Artist Statement

Throughout my life, I’ve been exploring the question, ‘What does it mean to be an African?’ Affirming the core of African power within myself and others permeates everything I do and represent. My objects and installations at once draw upon my history and simultaneously comment on the present. I have embraced mixed media processes to express and explore ideas regarding the richness of African history and pressing contemporary concerns addressing where we come from, where we are, and where we are going.

I use mixed media installation to create a space that allows for open dialogue between the audience and the space utilizing some elements of Ghanaian culture and the human hand as a tool to explore the idea of what it means to be an African. As a concerned artist, I see, feel, analyze, and make work to examine these realities. I am influenced as an artist by what I have been through since childhood, recollecting the memories and experiences throughout my life. At the same time, I elaborate on why they are significant to me specifically. Therefore, I make installations that link the past, present, and future for Ghanaians.

I want my work to draw audiences to experience the richness of some aspects of African culture and their relevance to our contemporary world. I desire to make sculptural installations that communicate ideas to make viewers recognize that what people think they know is not always the whole truth.

Bio

Vincent Frimpong is a contemporary ceramic artist from Accra, Ghana. He holds an M.F.A. in Ceramics Art from the University of Arkansas and a B.A. in Industrial Arts (Ceramics Option) from Kwame Nkrumah University of Science and Technology (KNUST), Ghana. His work has been exhibited in numerous group and solo exhibitions, including A labor of love at the Poole Gallery, University of Montevallo (Birmingham, AL), Beyond the Single at the Shircliff Gallery of Art (Vincennes, IN), and The Frimpong Case Continued at the Hall Gallery, Millsaps College (Jackson, MS).
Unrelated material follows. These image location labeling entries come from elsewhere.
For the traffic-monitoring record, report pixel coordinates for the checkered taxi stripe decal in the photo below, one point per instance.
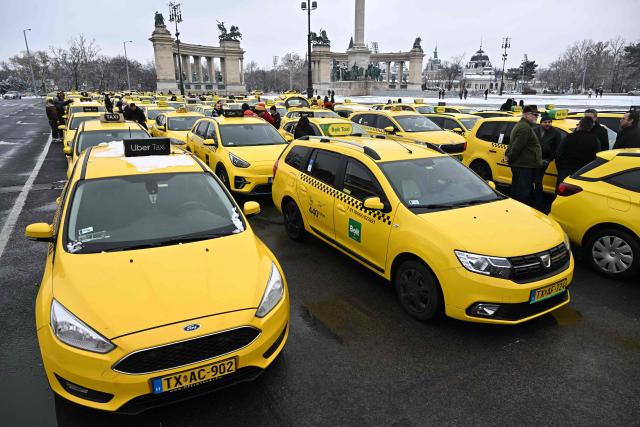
(344, 197)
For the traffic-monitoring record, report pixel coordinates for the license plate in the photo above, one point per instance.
(193, 376)
(548, 291)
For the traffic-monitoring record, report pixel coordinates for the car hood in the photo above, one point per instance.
(258, 153)
(436, 137)
(502, 228)
(118, 293)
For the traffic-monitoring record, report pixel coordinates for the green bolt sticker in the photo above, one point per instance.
(355, 230)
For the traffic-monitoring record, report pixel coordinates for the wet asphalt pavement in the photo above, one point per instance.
(353, 356)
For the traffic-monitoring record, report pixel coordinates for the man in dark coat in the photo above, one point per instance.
(550, 139)
(524, 155)
(577, 149)
(629, 133)
(133, 113)
(598, 130)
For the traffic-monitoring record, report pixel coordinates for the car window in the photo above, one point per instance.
(297, 157)
(359, 182)
(324, 166)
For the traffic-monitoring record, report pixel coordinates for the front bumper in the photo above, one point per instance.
(132, 393)
(463, 290)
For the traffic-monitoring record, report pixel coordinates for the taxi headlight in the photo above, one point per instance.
(238, 162)
(487, 265)
(73, 331)
(272, 294)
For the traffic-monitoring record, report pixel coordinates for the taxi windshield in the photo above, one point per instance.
(148, 210)
(416, 124)
(469, 123)
(93, 138)
(246, 135)
(182, 123)
(436, 183)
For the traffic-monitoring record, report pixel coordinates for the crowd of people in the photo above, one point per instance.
(532, 148)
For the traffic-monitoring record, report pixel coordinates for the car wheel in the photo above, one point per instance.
(418, 290)
(224, 177)
(614, 253)
(293, 221)
(482, 169)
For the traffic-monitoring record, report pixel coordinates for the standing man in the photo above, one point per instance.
(524, 155)
(598, 130)
(629, 134)
(550, 139)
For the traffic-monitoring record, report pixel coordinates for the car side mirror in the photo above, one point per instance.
(251, 208)
(373, 203)
(39, 232)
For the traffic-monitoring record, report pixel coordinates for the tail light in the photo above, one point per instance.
(565, 189)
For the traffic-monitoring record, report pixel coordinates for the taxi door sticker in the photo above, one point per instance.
(355, 230)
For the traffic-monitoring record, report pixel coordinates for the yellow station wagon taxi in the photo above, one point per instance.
(121, 323)
(487, 144)
(424, 221)
(241, 150)
(599, 208)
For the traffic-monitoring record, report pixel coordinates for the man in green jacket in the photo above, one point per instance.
(524, 155)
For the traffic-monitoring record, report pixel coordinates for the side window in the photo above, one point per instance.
(324, 166)
(629, 180)
(359, 182)
(298, 157)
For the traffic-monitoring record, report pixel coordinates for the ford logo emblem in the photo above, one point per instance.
(191, 327)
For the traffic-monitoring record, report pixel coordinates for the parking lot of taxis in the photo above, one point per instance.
(351, 334)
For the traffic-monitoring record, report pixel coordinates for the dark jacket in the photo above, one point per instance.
(549, 142)
(577, 149)
(628, 138)
(524, 148)
(136, 116)
(601, 133)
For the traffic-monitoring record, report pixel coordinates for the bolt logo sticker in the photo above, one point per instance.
(355, 230)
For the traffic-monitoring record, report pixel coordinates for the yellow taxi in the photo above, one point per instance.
(599, 208)
(122, 325)
(174, 125)
(108, 127)
(425, 222)
(69, 129)
(410, 125)
(241, 150)
(488, 141)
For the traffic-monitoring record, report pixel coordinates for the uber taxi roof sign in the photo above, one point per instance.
(147, 147)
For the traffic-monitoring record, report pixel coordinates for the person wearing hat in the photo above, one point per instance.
(524, 155)
(262, 112)
(550, 139)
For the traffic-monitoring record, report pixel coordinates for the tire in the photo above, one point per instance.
(481, 168)
(222, 174)
(614, 253)
(293, 221)
(418, 290)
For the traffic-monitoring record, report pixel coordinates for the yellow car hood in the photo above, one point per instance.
(118, 293)
(435, 137)
(503, 228)
(258, 153)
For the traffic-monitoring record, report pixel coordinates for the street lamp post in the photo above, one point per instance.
(33, 77)
(126, 63)
(506, 44)
(175, 15)
(308, 6)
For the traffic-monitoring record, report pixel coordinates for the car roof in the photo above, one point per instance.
(107, 160)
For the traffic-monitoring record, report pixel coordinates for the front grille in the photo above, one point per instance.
(186, 352)
(529, 268)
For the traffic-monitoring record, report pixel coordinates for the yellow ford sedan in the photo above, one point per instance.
(155, 287)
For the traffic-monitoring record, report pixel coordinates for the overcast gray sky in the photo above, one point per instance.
(541, 28)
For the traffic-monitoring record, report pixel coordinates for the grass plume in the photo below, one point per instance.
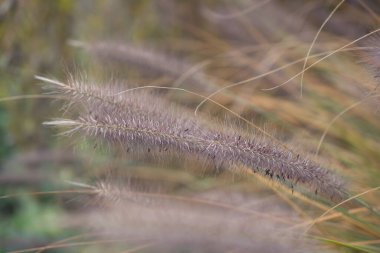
(143, 122)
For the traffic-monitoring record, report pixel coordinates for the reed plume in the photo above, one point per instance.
(172, 223)
(146, 123)
(147, 61)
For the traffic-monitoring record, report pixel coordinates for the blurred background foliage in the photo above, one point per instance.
(34, 39)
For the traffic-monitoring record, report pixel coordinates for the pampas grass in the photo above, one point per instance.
(146, 123)
(195, 223)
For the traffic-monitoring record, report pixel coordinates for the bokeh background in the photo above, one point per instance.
(206, 45)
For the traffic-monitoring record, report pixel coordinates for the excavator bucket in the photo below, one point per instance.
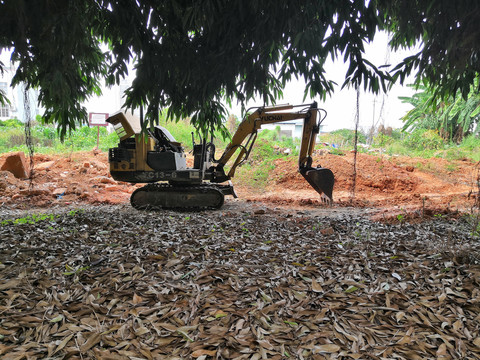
(322, 180)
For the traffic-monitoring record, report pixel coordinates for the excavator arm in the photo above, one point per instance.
(321, 179)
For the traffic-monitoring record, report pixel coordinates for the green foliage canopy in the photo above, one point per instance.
(453, 118)
(190, 55)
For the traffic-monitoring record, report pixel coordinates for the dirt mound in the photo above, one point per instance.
(394, 184)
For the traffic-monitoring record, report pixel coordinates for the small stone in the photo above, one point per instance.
(44, 166)
(260, 211)
(59, 191)
(105, 180)
(17, 165)
(327, 231)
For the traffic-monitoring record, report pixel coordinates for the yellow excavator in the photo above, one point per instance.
(157, 159)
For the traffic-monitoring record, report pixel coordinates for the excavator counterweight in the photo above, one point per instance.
(157, 159)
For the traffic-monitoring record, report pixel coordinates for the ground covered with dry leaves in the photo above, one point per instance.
(108, 282)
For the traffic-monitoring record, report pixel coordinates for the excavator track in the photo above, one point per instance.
(165, 196)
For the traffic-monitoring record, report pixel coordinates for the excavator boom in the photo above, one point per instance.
(157, 159)
(321, 179)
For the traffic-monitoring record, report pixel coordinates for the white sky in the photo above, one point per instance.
(341, 106)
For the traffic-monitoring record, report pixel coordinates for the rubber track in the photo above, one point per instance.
(166, 188)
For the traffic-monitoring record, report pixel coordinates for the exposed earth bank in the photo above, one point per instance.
(385, 186)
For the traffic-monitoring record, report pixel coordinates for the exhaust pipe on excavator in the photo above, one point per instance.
(321, 179)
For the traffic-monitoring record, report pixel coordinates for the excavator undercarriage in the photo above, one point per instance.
(157, 159)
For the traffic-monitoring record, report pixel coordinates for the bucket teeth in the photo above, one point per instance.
(322, 180)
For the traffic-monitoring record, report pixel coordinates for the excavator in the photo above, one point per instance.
(157, 159)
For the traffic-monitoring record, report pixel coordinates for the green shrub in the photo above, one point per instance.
(345, 137)
(423, 139)
(11, 123)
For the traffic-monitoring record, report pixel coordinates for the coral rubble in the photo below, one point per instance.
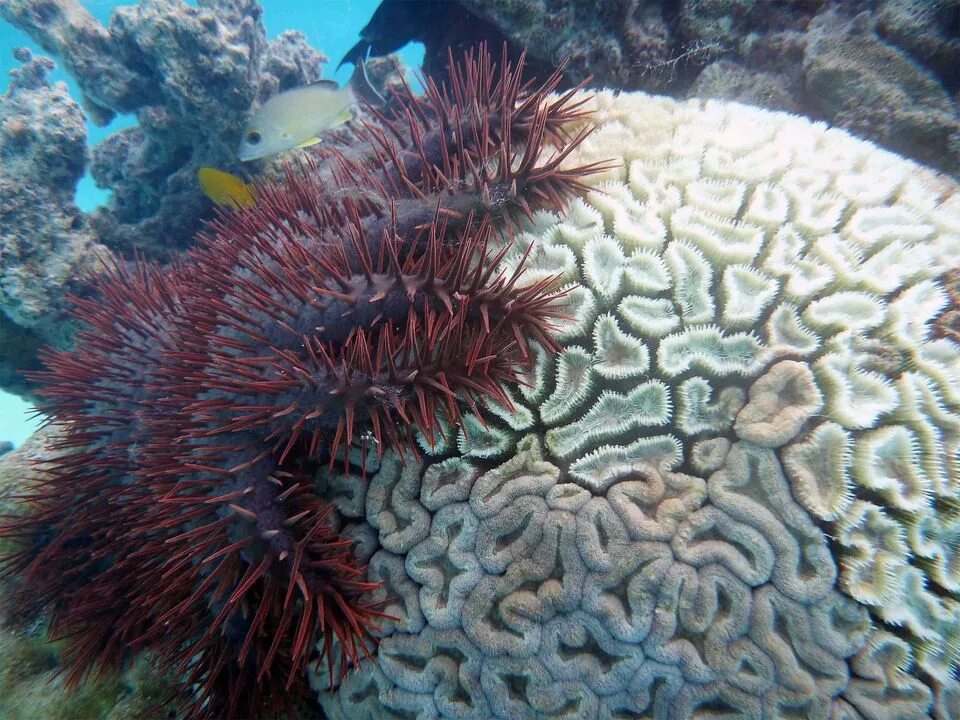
(351, 307)
(889, 74)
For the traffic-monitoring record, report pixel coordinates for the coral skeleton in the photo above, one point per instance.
(356, 305)
(734, 490)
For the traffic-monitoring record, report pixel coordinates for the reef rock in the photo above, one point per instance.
(875, 90)
(45, 240)
(734, 491)
(190, 74)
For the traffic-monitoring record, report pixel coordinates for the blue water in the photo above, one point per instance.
(331, 26)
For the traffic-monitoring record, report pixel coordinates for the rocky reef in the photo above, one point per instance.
(47, 242)
(885, 69)
(734, 491)
(190, 75)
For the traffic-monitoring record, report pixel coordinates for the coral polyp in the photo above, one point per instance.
(360, 304)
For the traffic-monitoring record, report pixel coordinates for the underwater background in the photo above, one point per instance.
(612, 371)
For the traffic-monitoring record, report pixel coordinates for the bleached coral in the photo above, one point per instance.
(735, 492)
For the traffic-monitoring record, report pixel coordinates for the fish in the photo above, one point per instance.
(296, 118)
(226, 189)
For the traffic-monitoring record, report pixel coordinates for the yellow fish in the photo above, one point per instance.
(296, 118)
(226, 189)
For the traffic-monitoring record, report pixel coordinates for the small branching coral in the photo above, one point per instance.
(356, 304)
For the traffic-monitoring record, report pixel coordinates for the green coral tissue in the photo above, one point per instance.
(735, 492)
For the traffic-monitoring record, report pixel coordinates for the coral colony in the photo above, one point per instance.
(734, 491)
(357, 306)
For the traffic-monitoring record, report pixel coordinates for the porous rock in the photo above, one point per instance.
(767, 534)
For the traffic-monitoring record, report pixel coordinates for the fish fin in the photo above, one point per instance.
(310, 141)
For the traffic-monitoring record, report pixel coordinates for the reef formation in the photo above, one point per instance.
(887, 70)
(357, 304)
(734, 491)
(190, 75)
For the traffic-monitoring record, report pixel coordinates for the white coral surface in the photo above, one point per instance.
(736, 492)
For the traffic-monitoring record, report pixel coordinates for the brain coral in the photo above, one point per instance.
(735, 492)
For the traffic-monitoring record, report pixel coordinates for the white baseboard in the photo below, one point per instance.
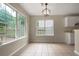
(76, 52)
(17, 50)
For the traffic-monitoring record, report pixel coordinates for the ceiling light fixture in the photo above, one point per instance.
(45, 11)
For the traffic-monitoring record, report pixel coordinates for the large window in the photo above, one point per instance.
(12, 24)
(44, 28)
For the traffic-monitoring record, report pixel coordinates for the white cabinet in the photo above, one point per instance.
(70, 21)
(69, 38)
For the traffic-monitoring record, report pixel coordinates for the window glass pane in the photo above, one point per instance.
(40, 27)
(45, 27)
(11, 23)
(7, 23)
(21, 25)
(49, 27)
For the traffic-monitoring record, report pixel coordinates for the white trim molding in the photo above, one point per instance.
(76, 52)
Frimpong’s research and creative practice have been supported by several fellowships and awards, including the 2025 NCECA Emerging Artist Fellowship, Amaco Fellowship at Archie Bray Foundation, and the 2025 Rudy Autio Endowed Fund for Creatives. He has also received the Windgate Accelerator Grant (University of Arkansas), the Artists 360 Practicing Artist Grant (Walton Arts Foundation), the CXF MARs Award (The Medium / CACHE), the Zenobia Award (Watershed Center for the Ceramic Arts), the Windgate University Fellowship (Arrowmont), the Maxwell-Hanrahan Fellowship (Haystack), the John Glick Scholarship (Penland), and awards from CIRCA and the Midsouth Sculpture Alliance. He currently serves as Assistant Professor of Art at Augustana College, Rock Island, Illinois.